Slovenia has launched its EU Digital COVID Certificate (a Digital Green Certificate), which was developed in only three weeks, and built on top of a clinical data repository (CDR) as a core component (for the persistence of data) of the National Centralised Patient Data Registry, all of which was powered by Better Platform. The service generates a certificate based on the persistent data available in Slovenia’s national CDR. This rapid development of a citizen certificate was made possible by an open-platform approach, which was adopted by Slovenia and separated the data from the application. The certificate document is available on-demand in digital or PDF form, with QR codes.
Accelerating the transformation for integrated care systems at scale
The fundamental prerequisite for supporting an integrated care system is a data-driven digital health platform with a standards-based, vendor-neutral clinical data repository. This enables healthcare systems to work with different vendors to develop any kind of applications without the fear of data being locked in, which is currently a major obstacle to progress among organisations using monolithic solutions.
The Covid pandemic has reinforced the notion that the most significant value of IT systems in healthcare is that they make data available when and where it is needed. That is why the integration of health information systems across a region – or a country – is a crucial foundation for successful care delivery. The pandemic pushed national health systems to quickly develop new digital solutions for health and care services, manage epidemiological data, and organise Covid tests and vaccinations. The EU Digital COVID Certificate is the latest example of a solution that was developed at this new fast pace in order to allow citizens to travel safely this summer.

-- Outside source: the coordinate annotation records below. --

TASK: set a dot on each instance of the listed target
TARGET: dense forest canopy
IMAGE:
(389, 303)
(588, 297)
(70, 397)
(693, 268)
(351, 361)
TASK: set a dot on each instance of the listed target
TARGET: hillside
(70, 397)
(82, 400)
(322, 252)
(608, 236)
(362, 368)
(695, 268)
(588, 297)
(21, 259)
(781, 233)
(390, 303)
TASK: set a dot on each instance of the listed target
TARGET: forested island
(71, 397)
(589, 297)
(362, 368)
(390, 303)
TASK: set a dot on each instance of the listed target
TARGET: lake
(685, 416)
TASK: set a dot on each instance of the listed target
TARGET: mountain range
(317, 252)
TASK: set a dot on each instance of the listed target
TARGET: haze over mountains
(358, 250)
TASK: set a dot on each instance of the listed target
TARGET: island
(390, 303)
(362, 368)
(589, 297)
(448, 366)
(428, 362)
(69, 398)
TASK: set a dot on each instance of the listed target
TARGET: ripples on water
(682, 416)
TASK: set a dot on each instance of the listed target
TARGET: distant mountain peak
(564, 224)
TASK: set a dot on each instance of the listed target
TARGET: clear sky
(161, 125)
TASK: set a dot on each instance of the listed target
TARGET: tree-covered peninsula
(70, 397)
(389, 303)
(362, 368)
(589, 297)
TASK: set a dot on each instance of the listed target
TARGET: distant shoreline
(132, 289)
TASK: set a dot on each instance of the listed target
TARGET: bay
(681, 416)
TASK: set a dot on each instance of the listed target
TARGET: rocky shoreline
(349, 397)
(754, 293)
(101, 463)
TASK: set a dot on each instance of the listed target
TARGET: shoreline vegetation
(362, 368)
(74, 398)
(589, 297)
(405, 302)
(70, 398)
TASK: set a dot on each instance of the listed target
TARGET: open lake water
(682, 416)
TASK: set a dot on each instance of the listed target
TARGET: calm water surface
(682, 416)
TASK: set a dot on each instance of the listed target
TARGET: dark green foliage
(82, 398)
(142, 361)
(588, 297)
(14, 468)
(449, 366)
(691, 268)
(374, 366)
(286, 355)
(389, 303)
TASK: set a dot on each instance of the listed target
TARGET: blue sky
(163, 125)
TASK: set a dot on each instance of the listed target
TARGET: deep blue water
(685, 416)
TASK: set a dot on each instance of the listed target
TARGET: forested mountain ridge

The Slovenian healthcare system already had the national eHealth infrastructure needed to support Slovenia’s health and care services. It already enables document-level sharing and the mobilisation of documents produced by legacy systems and ensures the capability of putting data into an open, structured format that is technology- and vendor-neutral. It also provides an integrated care record (a centralised registry of patient data) which makes data available for any digital services instantly, at scale and volume. Currently, it contains:
- more than 150 million health records for 2.1 million unique individuals (98% of the population);
- more than 86% (135 million) of records in the form of structured data that uses openEHR models, with 63% of records being the core data set, or patient summary data (diagnoses, surgical procedures, vaccinations, allergies, dispensed medication, and more);
- more than 4 million records of Covid-19 screening (test) results;
- unstructured data that includes discharge summaries, clinical notes, opt-in statements, consent documents and other clinical data;
- data which is sent to the national system by more than 1,250 registered healthcare providers in Slovenia;
- a large number of queries, as, on average, healthcare providers trigger almost 10 million queries or “retrieve calls” per month.